I don't own one and never have, but......

If this is an older unit it may have the less sensitive chips, but on a boat that shouldn't matter (I assume you are using it on a boat).......

Unless it is covered by something (cabin top, dash, etc.)...then it should have an external antenna..........

If you have an external antenna, it may be a dirty plug (connector), faulty antenna, faulty cord, or virbrations breaking the connection at the plug.

Steve


----------



## Tad Pole (Aug 22, 2006)

no this unit is brand new last spring,it is mounted on the dash (yes boat)under the wind shield, at one time we thought that maybe there was glare from the windshield blinding it but it doesn't seam to matter if its sunny or not,we put it on the small boat to go blue gill fishing and it has no problems at all. small boat=14 ft smoker, big boat =24 ft cuddy

probly should have got a external antenae


----------



## hitechman (Feb 25, 2002)

I'm guessing an eternal antenna will fix your problem. Some of those bigger units were almost made for use with an external antenna anyhow. 

Something about that bigger boat seems to be blocking the signal at times.

Steve


----------



## sfw1960 (Apr 7, 2002)

It has in internal antennae , Steve - Most times it is due to the surrounding metal , or human body mass "blocking" the sat. recep.
You can try to save your WPs on a SD Card & see if a hard reset helps ( go to LOW website for details or PM me)

Robert


----------



## hitechman (Feb 25, 2002)

sfw1960 said:


> It has in internal antennae , Steve - Most times it is due to the surrounding metal , or human body mass "blocking" the sat. recep.
> You can try to save your WPs on a SD Card & see if a hard reset helps ( go to LOW website for details or PM me)
> 
> Robert


I know it has an internal antenna, but anything nearby (like you state "metal"--can also be electrical fields) will/can affect reception. That is why I suggested an external antenna mounted above and away from anything that might interfer.

As the OP stated.....it works fine in the smaller open boat. That indicates some kind of reception interference on the larger boat. 

Robert, I have to respectfully disagree with one portion of your suggestion: I see no need for a soft or hard reset, since the loss of reception is not similar in the different situations. That indicates it is a reception problem under a given set of circumstances--not duplicatable under different circumstances. To me that is an indication of an external environmental effect as opposed to an internal problem.

Something else to consider: There also might be an update to the operating software on the website.

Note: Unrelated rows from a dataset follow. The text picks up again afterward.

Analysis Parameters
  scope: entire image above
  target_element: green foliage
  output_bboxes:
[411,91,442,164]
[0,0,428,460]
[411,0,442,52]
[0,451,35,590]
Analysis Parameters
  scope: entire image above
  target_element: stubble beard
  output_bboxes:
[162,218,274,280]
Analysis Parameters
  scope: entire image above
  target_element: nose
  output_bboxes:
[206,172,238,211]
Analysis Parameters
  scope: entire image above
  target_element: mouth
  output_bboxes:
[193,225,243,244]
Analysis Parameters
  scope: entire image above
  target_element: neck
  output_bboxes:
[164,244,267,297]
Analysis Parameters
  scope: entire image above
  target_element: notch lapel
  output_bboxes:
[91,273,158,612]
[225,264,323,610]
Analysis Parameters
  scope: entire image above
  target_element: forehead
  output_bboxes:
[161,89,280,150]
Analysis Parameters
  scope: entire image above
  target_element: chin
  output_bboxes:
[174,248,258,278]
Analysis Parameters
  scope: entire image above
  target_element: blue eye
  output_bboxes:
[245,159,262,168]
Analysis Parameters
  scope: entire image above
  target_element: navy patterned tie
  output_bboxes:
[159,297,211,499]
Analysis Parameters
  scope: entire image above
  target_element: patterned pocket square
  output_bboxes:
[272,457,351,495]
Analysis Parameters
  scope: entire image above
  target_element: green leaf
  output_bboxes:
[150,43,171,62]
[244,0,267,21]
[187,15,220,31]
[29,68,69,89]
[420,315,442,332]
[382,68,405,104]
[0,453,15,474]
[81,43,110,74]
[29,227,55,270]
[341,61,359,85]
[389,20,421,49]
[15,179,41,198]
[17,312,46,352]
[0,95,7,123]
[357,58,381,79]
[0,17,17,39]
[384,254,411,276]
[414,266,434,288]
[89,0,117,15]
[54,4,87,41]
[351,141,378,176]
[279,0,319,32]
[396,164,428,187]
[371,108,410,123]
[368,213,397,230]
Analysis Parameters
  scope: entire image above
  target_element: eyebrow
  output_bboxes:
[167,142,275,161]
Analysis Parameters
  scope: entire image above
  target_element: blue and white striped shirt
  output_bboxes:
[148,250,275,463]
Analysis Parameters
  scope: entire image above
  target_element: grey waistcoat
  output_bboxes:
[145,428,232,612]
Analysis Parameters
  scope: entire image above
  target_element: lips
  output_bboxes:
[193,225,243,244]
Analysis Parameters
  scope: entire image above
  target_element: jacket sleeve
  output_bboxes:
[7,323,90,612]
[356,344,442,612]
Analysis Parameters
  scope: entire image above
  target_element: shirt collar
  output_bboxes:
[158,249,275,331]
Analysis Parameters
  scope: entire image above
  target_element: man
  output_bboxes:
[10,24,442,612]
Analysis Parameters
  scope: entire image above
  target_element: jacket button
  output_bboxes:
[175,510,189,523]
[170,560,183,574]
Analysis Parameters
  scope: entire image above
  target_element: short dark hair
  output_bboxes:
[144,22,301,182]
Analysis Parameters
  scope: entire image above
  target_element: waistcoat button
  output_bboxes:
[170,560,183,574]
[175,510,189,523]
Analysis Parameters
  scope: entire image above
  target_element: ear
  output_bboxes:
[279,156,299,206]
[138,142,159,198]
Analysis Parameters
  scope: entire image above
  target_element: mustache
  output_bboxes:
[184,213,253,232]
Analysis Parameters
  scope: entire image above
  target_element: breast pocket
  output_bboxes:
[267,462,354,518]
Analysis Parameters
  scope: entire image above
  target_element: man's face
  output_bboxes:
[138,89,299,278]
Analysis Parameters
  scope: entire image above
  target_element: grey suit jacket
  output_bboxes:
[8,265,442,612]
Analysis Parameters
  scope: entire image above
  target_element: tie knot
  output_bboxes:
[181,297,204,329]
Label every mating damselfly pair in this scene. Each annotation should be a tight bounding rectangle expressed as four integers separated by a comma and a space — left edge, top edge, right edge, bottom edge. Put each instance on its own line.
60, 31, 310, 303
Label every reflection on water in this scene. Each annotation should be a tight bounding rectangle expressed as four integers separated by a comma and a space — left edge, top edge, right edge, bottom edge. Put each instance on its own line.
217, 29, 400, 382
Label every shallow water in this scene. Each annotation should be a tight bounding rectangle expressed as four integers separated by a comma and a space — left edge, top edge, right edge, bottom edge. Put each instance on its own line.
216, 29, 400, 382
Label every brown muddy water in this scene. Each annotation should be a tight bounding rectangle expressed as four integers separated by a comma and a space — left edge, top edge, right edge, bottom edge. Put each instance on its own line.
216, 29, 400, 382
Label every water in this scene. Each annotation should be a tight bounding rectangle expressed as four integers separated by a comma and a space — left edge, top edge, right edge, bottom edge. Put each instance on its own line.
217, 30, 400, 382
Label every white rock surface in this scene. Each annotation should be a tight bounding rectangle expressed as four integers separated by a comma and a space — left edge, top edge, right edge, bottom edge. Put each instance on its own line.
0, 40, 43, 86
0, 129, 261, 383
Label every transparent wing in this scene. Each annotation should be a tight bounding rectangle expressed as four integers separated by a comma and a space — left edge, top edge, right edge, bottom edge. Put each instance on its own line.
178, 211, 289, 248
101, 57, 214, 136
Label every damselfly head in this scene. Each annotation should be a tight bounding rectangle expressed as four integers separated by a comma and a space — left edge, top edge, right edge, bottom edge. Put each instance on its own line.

One final suggestion.....*CALL LOWRANCE* and explain your problem to them and see what they have to say.

Steve


----------



## sfw1960 (Apr 7, 2002)

Right you are Stevie!! (Like usual!)
I was at the shop and kinda breezed thru it quickly...
UH , my bad.


----------



## qin45 (Oct 17, 2007)

is it?


----------



## Tad Pole (Aug 22, 2006)

thanks guys, thats all useful information.as it turns out we had the unit on the small boat yesterday fishing for perch.and the dang thing freaked out.first it started to (show that we were moving the lost position) took several minutes to reacquire position.this thing is awesome it works really good until it don't it any of that makes any sense to ya,dad says that he has had enough and he is going to take it back as it has a 1 yr warranty on it but that wont help if its something that WE are doing?

Thanks guys


----------